Le système de santé du pays a connu son lot de difficultés ayant contribué aux mauvais résultats en matière de santé reproductive. Des décennies de violence qui s’est propagée depuis des pays voisins — et qui est toujours présente dans la partie orientale de la RD Congo— a détruit les infrastructures sanitaires et provoqué beaucoup de déplacés, rendant encore plus difficile l’accès aux services de santé.

En RD Congo, les zones rurales ont été particulièrement touchées. Dans les zones rurales de la RD Congo, un seul ménage sur quatre habite à moins d’un kilomètre d’un hôpital public, selon les données de 2015 de l’Institut national de la statistique (INS) du pays.

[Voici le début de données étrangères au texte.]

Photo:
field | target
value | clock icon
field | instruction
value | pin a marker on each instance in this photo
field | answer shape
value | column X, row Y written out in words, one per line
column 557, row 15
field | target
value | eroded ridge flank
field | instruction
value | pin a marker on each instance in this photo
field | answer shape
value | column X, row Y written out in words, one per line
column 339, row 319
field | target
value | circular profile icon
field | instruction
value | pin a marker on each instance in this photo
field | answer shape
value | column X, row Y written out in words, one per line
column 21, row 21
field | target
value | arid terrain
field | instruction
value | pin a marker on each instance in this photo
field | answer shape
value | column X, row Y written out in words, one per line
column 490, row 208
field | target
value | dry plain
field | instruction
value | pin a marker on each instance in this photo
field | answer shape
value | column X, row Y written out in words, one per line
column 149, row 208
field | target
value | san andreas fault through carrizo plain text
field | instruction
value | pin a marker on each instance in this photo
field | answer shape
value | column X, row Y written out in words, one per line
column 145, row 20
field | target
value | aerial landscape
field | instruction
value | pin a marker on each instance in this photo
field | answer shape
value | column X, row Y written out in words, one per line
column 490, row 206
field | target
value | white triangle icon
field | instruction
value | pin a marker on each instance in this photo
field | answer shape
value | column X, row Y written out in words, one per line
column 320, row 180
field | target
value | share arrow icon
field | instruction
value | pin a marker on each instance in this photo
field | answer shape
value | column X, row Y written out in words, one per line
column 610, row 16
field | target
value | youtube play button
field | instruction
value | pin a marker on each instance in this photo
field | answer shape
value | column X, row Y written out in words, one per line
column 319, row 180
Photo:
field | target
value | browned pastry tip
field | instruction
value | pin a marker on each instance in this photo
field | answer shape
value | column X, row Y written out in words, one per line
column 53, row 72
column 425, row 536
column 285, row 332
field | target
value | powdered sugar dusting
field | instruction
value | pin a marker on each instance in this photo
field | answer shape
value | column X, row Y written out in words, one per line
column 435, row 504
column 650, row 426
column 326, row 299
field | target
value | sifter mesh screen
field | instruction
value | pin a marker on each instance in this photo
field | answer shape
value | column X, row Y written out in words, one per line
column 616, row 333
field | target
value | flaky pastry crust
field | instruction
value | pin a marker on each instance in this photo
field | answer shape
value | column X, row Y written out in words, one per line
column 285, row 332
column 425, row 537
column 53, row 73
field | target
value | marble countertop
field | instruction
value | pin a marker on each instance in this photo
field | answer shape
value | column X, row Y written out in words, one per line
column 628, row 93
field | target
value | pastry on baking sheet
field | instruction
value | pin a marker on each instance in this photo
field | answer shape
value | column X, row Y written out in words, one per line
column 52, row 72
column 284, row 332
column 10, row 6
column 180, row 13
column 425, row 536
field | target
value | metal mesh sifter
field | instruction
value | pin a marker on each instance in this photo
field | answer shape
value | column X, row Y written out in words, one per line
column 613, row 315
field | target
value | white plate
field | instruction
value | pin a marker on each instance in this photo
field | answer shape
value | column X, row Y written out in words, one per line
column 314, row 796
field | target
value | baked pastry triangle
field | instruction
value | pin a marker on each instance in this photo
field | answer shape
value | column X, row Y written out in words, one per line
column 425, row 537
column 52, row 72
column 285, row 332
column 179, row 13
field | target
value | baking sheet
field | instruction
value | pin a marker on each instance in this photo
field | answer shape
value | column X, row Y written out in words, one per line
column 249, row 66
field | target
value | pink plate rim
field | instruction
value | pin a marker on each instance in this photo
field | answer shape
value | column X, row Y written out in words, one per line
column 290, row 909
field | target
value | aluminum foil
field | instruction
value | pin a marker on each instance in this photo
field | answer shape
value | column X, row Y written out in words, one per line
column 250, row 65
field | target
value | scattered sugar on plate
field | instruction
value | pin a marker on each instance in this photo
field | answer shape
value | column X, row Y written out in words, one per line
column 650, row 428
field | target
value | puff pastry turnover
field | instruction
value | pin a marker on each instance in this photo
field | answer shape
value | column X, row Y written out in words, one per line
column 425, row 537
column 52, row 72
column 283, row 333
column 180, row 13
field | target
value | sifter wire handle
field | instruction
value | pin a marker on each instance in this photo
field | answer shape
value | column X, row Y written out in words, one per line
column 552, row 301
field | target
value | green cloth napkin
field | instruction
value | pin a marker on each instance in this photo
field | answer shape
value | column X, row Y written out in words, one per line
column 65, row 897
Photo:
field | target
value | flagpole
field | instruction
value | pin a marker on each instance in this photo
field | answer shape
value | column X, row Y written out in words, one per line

Pourtant, à en croire les données de la Banque mondiale, plus de la moitié de la population du pays, soit environ 54 %, vit en milieu rural.

Le non-recours par des femmes aux soins par un professionnel de santé se justifie par le manque d’accès aux hôpitaux. Mais ce n’est pas la seule raison. Plusieurs personnes dans les communautés rurales ont l’habitude de recourir à la médecine traditionnelle, laquelle occupe un rôle important dans le système national de soins de santé de la RD Congo.

Un programme national visant la réglementation de l’utilisation de la médecine traditionnelle a vu le jour dans le pays depuis 2001. Pourtant, l’intégration sans faille des praticiens de la médecine traditionnelle dans le système national de soins de santé n’a pas été réussie en raison de la méfiance entre les praticiens de la médecine traditionnelle et les professionnels de la médecine moderne, ainsi que du manque de structure qui caractérise la profession traditionnelle et des praticiens non agréés et parfois frauduleux qui ont pignon sur rue.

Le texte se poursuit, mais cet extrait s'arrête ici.